I've been wanting to ride up there, too.


----------



## Mapei (Feb 3, 2004)

Terrible.


----------



## Hollywood (Jan 16, 2003)

DrRoebuck said:


> FUBAR.
> 
> I've been wanting to ride up there, too.


I'd recommend driving out there to ride. Riding up over the Old Road / Sierra Hwy (near 5 & 14 junction) is one of the more terrifying experiences I've ever had on a bike; cars hauling ass and a white line for a shoulder. 

That said, I'd go do some Little T / Bear Divide / Camp 9 climbing with ya :thumbsup: 

HW

// grew up in SCV.


----------



## Mapei (Feb 3, 2004)

Hollywood said:


> I'd recommend driving out there to ride. Riding up over the Old Road / Sierra Hwy (near 5 & 14 junction) is one of the more terrifying experiences I've ever had on a bike; cars hauling ass and a white line for a shoulder.
> 
> That said, I'd go do some Little T / Bear Divide / Camp 9 climbing with ya :thumbsup:
> 
> ...


I've done Old Road/Sierra Highway a few times with the SFVBC. It's dicey, but honestly not as bad as PCH south of Malibu. On one ride, we actually made it out to Vasquez Rocks (or was it Red Rocks?). 

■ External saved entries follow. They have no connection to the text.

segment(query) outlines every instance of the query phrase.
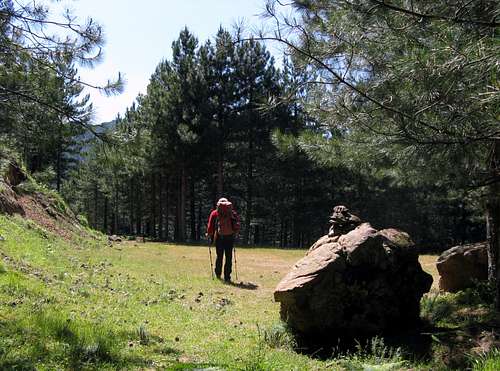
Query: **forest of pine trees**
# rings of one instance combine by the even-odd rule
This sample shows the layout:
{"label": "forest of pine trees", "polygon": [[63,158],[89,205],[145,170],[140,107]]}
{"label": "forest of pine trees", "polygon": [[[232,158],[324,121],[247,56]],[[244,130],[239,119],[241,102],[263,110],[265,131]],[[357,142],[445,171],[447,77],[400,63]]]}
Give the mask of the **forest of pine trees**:
{"label": "forest of pine trees", "polygon": [[[277,63],[262,41],[221,28],[201,43],[186,28],[147,92],[104,130],[91,125],[77,78],[79,65],[99,59],[101,29],[90,22],[72,44],[47,39],[33,49],[16,25],[43,26],[44,13],[2,6],[2,153],[59,190],[96,229],[201,241],[225,196],[242,217],[241,244],[307,247],[338,204],[376,227],[407,230],[423,248],[485,238],[477,189],[421,181],[411,166],[395,171],[355,140],[328,148],[356,131],[325,125],[339,117],[314,109],[318,86],[305,83],[323,72],[293,54]],[[99,89],[120,88],[119,76]]]}
{"label": "forest of pine trees", "polygon": [[235,42],[223,29],[201,45],[184,29],[172,54],[65,185],[93,227],[200,241],[226,196],[241,214],[242,244],[307,247],[337,204],[431,249],[482,238],[484,222],[464,190],[308,156],[293,138],[331,133],[306,114],[297,96],[306,72],[291,59],[278,68],[262,43]]}

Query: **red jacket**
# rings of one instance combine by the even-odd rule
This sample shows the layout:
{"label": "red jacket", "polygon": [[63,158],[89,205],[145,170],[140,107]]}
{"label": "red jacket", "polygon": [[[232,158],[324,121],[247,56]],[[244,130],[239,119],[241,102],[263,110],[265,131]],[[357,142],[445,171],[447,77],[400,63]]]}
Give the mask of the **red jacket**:
{"label": "red jacket", "polygon": [[[210,212],[210,216],[208,217],[208,226],[207,226],[207,234],[213,238],[214,234],[216,232],[217,228],[217,219],[219,218],[219,215],[217,213],[217,210],[212,210]],[[232,229],[233,229],[233,234],[238,234],[240,232],[240,217],[236,211],[233,210],[233,216],[232,216],[233,222],[232,222]]]}

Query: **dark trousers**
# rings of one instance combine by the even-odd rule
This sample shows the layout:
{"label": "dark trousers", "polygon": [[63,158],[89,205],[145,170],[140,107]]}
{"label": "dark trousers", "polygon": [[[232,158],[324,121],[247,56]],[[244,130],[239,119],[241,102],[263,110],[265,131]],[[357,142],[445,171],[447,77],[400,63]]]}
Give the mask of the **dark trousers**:
{"label": "dark trousers", "polygon": [[215,275],[220,277],[222,274],[222,259],[226,256],[224,262],[224,279],[229,281],[231,279],[231,270],[233,268],[233,245],[234,236],[217,236],[215,241],[215,251],[217,258],[215,259]]}

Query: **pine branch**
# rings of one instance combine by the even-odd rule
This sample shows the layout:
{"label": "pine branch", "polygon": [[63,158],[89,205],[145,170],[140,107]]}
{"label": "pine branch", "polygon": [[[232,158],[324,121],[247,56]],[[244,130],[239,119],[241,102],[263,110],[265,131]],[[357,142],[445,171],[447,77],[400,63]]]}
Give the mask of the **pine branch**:
{"label": "pine branch", "polygon": [[[477,26],[491,27],[491,28],[497,28],[500,26],[500,22],[496,22],[496,21],[481,21],[481,20],[475,20],[475,19],[458,18],[458,16],[446,17],[443,15],[437,15],[437,14],[419,13],[419,12],[416,12],[414,10],[398,7],[396,5],[389,3],[388,1],[386,2],[385,0],[382,0],[382,1],[381,0],[370,0],[370,1],[381,6],[381,7],[388,8],[388,9],[391,9],[391,10],[394,10],[394,11],[397,11],[400,13],[404,13],[404,14],[410,15],[412,17],[417,17],[417,18],[440,20],[440,21],[446,21],[446,22],[458,23],[458,24],[473,24],[473,25],[477,25]],[[469,4],[471,2],[472,1],[470,1]],[[463,7],[461,9],[463,9]],[[460,12],[460,10],[458,12],[456,12],[456,14],[458,14],[459,12]]]}

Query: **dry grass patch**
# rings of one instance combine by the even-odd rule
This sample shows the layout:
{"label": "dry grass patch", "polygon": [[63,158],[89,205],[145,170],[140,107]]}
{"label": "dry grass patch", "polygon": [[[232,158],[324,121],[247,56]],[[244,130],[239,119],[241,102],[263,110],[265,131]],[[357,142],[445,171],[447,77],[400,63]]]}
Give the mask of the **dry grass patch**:
{"label": "dry grass patch", "polygon": [[420,255],[418,261],[422,266],[422,269],[432,275],[432,286],[431,291],[439,290],[439,273],[436,268],[436,261],[439,255]]}

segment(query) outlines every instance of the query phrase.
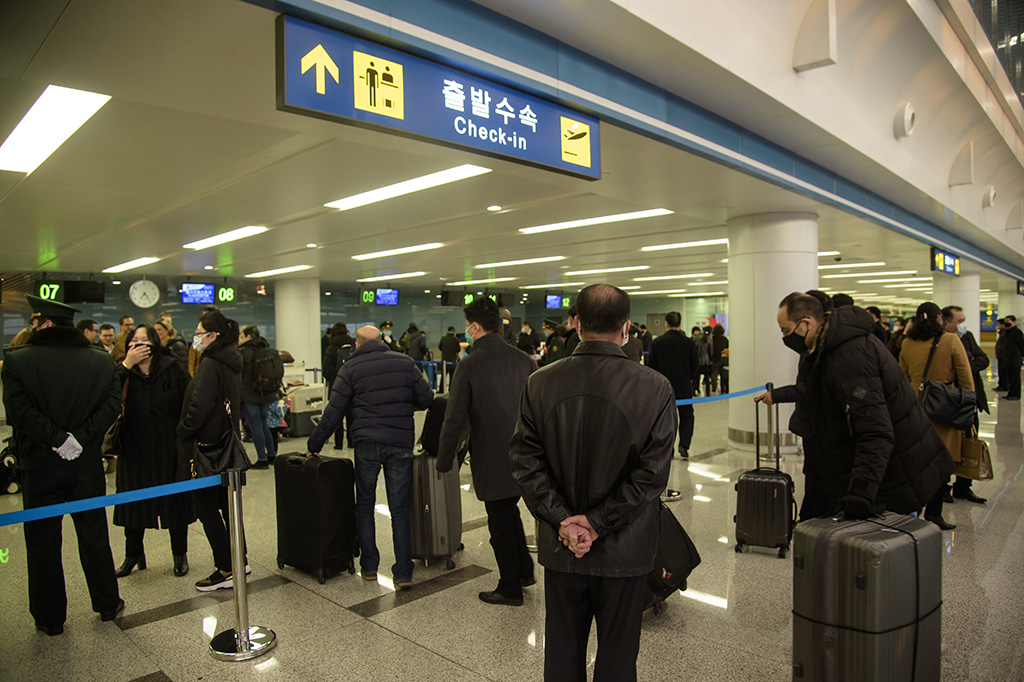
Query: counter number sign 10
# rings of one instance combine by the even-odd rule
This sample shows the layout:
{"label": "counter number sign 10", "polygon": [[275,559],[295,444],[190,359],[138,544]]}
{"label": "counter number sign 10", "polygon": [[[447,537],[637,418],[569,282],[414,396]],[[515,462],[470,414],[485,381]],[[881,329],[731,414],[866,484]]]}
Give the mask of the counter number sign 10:
{"label": "counter number sign 10", "polygon": [[60,284],[40,282],[37,295],[44,301],[59,301]]}
{"label": "counter number sign 10", "polygon": [[376,302],[376,295],[377,292],[375,292],[373,289],[364,289],[360,294],[360,298],[362,299],[363,303],[366,303],[367,305],[373,305]]}
{"label": "counter number sign 10", "polygon": [[217,289],[217,300],[221,303],[230,303],[235,300],[234,287],[219,287]]}

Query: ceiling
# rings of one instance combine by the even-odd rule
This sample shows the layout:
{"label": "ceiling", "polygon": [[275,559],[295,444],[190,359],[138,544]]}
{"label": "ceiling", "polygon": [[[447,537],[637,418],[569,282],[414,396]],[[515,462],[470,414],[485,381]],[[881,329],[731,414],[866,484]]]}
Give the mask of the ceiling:
{"label": "ceiling", "polygon": [[[633,277],[709,272],[706,279],[717,281],[726,279],[727,268],[726,246],[653,253],[641,252],[643,246],[725,237],[725,222],[735,216],[809,211],[819,216],[819,249],[839,251],[843,263],[884,261],[887,270],[927,275],[925,245],[607,123],[601,128],[603,176],[592,182],[278,111],[275,17],[235,0],[4,3],[0,139],[47,84],[112,99],[31,175],[0,171],[0,271],[8,277],[99,273],[152,256],[160,260],[122,277],[234,277],[310,265],[292,276],[347,284],[424,271],[394,283],[436,288],[514,277],[495,285],[514,290],[578,281],[564,277],[572,270],[646,265],[643,272],[600,276],[642,291],[669,287],[633,283]],[[348,211],[323,206],[464,163],[492,172]],[[491,212],[490,205],[503,208]],[[674,213],[518,232],[652,208]],[[270,229],[202,251],[182,247],[247,225]],[[445,246],[352,259],[426,242]],[[556,255],[565,260],[474,267]],[[831,264],[833,257],[822,262]],[[1005,286],[1003,279],[983,271],[981,286],[995,291]],[[840,281],[856,289],[846,286],[854,280]]]}

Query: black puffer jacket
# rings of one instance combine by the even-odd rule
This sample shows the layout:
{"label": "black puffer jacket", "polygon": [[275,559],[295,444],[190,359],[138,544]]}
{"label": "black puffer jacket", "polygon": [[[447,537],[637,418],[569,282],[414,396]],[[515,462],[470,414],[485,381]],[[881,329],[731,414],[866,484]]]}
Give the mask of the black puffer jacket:
{"label": "black puffer jacket", "polygon": [[953,473],[953,459],[872,333],[871,315],[842,306],[826,320],[806,366],[807,456],[836,507],[852,490],[890,511],[919,511]]}
{"label": "black puffer jacket", "polygon": [[277,391],[261,393],[256,390],[256,351],[261,348],[270,348],[270,342],[262,336],[246,341],[238,347],[238,352],[242,356],[241,396],[243,403],[269,405],[277,402],[278,399]]}
{"label": "black puffer jacket", "polygon": [[[668,379],[613,343],[582,341],[530,375],[509,457],[526,506],[542,521],[541,565],[611,578],[651,570],[677,421]],[[584,513],[599,537],[577,559],[558,527]]]}
{"label": "black puffer jacket", "polygon": [[306,442],[320,452],[338,430],[345,414],[351,416],[352,441],[372,440],[382,445],[412,448],[416,442],[413,412],[434,402],[434,392],[408,355],[388,350],[382,341],[367,341],[352,351],[331,385],[324,418]]}
{"label": "black puffer jacket", "polygon": [[[342,347],[348,346],[348,353],[342,353]],[[335,334],[331,337],[331,342],[327,344],[327,349],[324,351],[324,383],[328,386],[334,383],[334,380],[338,378],[338,370],[341,369],[342,357],[352,357],[352,351],[356,349],[356,342],[352,340],[352,337],[348,334]]]}
{"label": "black puffer jacket", "polygon": [[[224,400],[231,404],[230,420]],[[242,408],[242,355],[224,345],[204,351],[196,375],[185,387],[185,401],[178,422],[178,444],[191,457],[192,443],[215,443],[225,429],[238,431]]]}

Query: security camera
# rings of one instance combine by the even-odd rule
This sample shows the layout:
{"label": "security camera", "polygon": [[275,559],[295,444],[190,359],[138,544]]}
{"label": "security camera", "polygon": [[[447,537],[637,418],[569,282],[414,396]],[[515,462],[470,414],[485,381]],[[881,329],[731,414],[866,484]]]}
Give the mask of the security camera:
{"label": "security camera", "polygon": [[837,263],[838,263],[839,261],[843,260],[843,257],[842,257],[842,256],[836,256],[836,257],[835,257],[835,258],[833,258],[832,260],[834,260],[835,262],[837,262]]}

Santiago Canyon(?)...yeah I'm full of question marks....is a beautiful, wild desert ride above the railroad tracks. Little Tujunga can get mega-hot, but Bear Divide (try sayin' that Slim Pickens style) has a fantabulous view when the weather is clear. If there's a relatively cool weekend...say with the highs in the low 90's, I'd be willing to give it a go with you.


----------



## JSR (Feb 27, 2006)

Man, this totally bites.


----------



## Hollywood (Jan 16, 2003)

*more info*

updated:

http://www.the-signal.com/news/article/15532/


----------



## grrlyrida (Aug 3, 2006)

This is so sad. I say it on Channel 7 news. I was up riding there in April. Perfect for cycling. Not a lot of vehicle traffic when I was there on a Saturday.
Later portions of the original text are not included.